The Women’s National Abortion Action Campaign is objecting to TV ads encouraging voters to consider election candidates’ positions on abortion. The ads, paid for by the group Right to Life and running in prime time, use the catchphrase “Abortion – It’s Just Not Right” and urge voters to tick the boxes of candidates who take an anti-abortion stance.
Wonaac spokeswoman Di Cleary duly turned up on Morning Report condemning the ads, noting that “typically, they don’t focus on men’s responsibilities in an unwanted pregnancy”.
I found this pretty rich, given that pro-abortion groups like Wonaac have done their utmost to render men invisible in the abortion process.
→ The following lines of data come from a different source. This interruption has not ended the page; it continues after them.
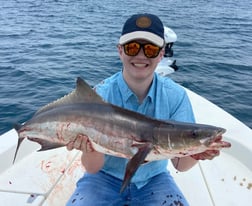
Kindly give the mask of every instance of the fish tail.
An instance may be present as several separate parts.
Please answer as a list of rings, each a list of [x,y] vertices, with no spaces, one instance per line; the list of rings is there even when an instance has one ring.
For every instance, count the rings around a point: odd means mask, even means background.
[[[18,130],[20,129],[22,127],[22,125],[21,124],[15,124],[14,125],[14,128],[15,128],[15,130],[18,132]],[[15,151],[15,154],[14,154],[14,159],[13,159],[13,164],[15,163],[15,160],[16,160],[16,157],[17,157],[17,153],[18,153],[18,149],[19,149],[19,147],[20,147],[20,144],[23,142],[23,140],[24,140],[25,138],[24,137],[22,137],[22,138],[20,138],[20,137],[18,137],[18,143],[17,143],[17,147],[16,147],[16,151]]]
[[[17,143],[17,147],[16,147],[16,151],[15,151],[15,154],[14,154],[14,159],[13,159],[13,164],[15,163],[15,160],[16,160],[16,157],[17,157],[17,153],[18,153],[18,149],[19,149],[19,146],[20,144],[23,142],[25,138],[18,138],[18,143]]]

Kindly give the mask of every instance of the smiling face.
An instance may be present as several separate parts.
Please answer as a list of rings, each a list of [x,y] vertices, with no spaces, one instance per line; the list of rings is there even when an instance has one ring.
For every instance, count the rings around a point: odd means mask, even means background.
[[[137,40],[139,43],[148,43],[145,40]],[[164,49],[160,51],[157,57],[148,58],[144,55],[143,49],[136,56],[128,56],[125,54],[123,46],[118,45],[118,52],[123,63],[123,75],[127,80],[145,80],[152,79],[157,64],[164,55]]]

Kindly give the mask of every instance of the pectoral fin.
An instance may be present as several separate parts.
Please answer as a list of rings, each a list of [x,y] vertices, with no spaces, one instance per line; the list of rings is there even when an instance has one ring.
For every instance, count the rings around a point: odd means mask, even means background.
[[[153,148],[153,145],[151,143],[146,143],[146,144],[137,145],[137,147],[138,147],[138,152],[131,158],[131,160],[127,164],[120,193],[122,193],[124,189],[126,188],[126,186],[129,184],[131,178],[137,171],[138,167],[142,163],[144,163],[144,160],[146,156],[148,155],[148,153]]]
[[[41,148],[38,150],[38,152],[46,151],[46,150],[50,150],[50,149],[56,149],[56,148],[59,148],[59,147],[66,146],[66,145],[61,144],[61,143],[50,142],[50,141],[39,139],[39,138],[28,137],[28,139],[33,141],[33,142],[37,142],[37,143],[39,143],[41,145]]]

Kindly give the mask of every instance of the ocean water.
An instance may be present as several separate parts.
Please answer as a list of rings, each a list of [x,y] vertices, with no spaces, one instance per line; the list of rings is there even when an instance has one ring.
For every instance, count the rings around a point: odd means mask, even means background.
[[[122,68],[116,44],[134,13],[178,35],[171,78],[252,128],[250,0],[8,0],[0,4],[0,134],[46,103]]]

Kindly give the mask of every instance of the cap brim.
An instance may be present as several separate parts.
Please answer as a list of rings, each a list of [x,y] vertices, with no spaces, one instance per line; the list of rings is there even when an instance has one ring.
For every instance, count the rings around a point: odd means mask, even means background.
[[[159,47],[164,46],[164,39],[162,39],[160,36],[156,34],[153,34],[151,32],[146,32],[146,31],[135,31],[135,32],[124,34],[120,37],[119,44],[125,44],[127,42],[130,42],[136,39],[144,39],[144,40],[150,41]]]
Their position has always been that it’s solely a woman’s right to determine whether she should abort a baby; the father’s rights have never merited a millisecond’s consideration.
Now they seem to having a bet each way: saying that men should take responsibility for unplanned pregnancies, but that if the mother decides to abort then it's nothing to do with the father. Huh?
I'm 100 percent in favour of men accepting responsibility for the lives they help conceive. But groups like Wonaac encourage women to abort babies with no regard whatsoever for the views of fathers who want the pregnancy to proceed and are committed to being conscientious parents.
It’s an interesting change of tack, to say the least, for Wonaac suddenly to be insisting that fathers meet their responsibilities when in the past it’s behaved as if they don’t even exist.